From the Summary of chapter 9 of my book, niche-modeling-chap-9
These results demonstrate that procedures with linear assumptions are unreliable when applied to the non-linear responses of niche models. Reliability of reconstruction of past climates depends, at minimum, on the correct specification of a model of response that holds over the whole range of the proxy, not just the calibration period. Use of a linear model of non-linear response can cause apparent growth decline with higher temperatures, signal degradation with latitudinal variation, temporal shifts in peaks, period doubling, and depressed long time-scale amplitude.
Niche Modeling: Predictions from Statistical Distributions. Chapman & Hall/CRC, Boca Raton, FL., 2007.
I notice Craig Loehle converged on similar results in post about a publication on the Divergence Problem. In the abstract Craig finds a similar quantitative depression in the range of signal recovered.
If trees show a nonlinear growth response, the result is to potentially truncate any historical temperatures higher than those in the calibration period, as well as to reduce the mean and range of reconstructed values compared to actual.
By far the most interesting result I find is the introduction of ‘doubling’ from assuming a linear response of a non-linear variable. This is illustrated by Craig’s figure here:
Because over the course of one climate cycle, the tree passes through two optimal growth periods, the tree is, in electrical terms, a frequency doubler. This would create enormous difficulties in trying to detect major features such as Medieval Warm Periods and Little Ice Ages from such a responder.
But the problems do not end there. According to the latitudinal (or attitudinal) location of the tree, relative to its optimal growth zone, the location of the doubled peaks is shifted temporally. This shifting of the peaks is illustrated in the figure below, taken from my chapter.
If one then imposes two non-linear responses, such as temperature and rainfall, the response becomes even more choppy, as shown in another graphic from the chapter.

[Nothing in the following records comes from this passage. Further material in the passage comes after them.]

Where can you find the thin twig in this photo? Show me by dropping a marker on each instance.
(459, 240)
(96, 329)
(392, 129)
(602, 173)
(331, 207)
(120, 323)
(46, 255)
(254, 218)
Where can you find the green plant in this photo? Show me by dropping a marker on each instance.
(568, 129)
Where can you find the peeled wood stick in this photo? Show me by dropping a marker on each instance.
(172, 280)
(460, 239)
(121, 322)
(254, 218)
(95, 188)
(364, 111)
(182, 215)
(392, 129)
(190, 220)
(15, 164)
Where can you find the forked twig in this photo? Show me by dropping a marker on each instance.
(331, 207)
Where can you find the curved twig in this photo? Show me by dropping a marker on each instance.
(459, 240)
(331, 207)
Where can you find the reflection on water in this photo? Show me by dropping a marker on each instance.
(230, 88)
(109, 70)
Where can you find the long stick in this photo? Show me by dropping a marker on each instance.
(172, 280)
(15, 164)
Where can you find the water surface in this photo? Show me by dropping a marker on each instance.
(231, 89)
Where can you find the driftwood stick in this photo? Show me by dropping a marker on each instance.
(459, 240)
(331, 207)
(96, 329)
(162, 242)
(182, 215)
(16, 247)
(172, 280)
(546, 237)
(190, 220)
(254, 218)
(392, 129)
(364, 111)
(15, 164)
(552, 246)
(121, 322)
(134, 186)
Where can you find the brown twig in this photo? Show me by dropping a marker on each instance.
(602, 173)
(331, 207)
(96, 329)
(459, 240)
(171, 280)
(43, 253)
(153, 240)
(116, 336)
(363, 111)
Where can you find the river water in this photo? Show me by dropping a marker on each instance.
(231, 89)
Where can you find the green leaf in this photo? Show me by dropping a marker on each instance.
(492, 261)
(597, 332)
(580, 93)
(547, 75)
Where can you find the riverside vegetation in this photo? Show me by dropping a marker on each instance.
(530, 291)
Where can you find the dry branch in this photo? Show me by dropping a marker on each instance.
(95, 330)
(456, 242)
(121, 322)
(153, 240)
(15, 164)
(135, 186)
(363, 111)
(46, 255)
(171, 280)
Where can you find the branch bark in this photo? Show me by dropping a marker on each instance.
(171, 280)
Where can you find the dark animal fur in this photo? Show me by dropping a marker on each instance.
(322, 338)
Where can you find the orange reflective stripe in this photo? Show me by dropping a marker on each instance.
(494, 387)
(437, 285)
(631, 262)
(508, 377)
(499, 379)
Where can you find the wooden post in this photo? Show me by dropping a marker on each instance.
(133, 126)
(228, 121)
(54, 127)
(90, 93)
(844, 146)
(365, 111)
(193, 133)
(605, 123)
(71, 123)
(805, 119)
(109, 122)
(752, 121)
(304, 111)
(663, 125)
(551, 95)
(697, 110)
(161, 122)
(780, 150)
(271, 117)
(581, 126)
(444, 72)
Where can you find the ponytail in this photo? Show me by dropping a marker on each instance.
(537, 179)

The recovery of a climate signal in the face of nonlinearity of response is fraught with difficulties. When the fundamental growth response of a trees, and all living things actually, is known to be a non-linear niche-like response, there is more onus on modelers to prove their methods are adequate.
While not unaware of the problem, most often in climate (and ecological) science, risky statistical prediction methods are used with inadequate validation, or like the drought modeling efforts by CSIRO here, results from GCMs are used with no attempt to demonstrate they are ‘fit-for-purpose’ at all. Rob Wilson argues at ClimatAudit that while linear modelling of tree-growth relationships is not ideal, the field is ripe for some fancy non-linear modelling. Given the range of exotic features introduced by non-linearities, as I showed above, I would argue that fancy non-linear modeling would probably lead more surely to self deception, and a better path is robust validation.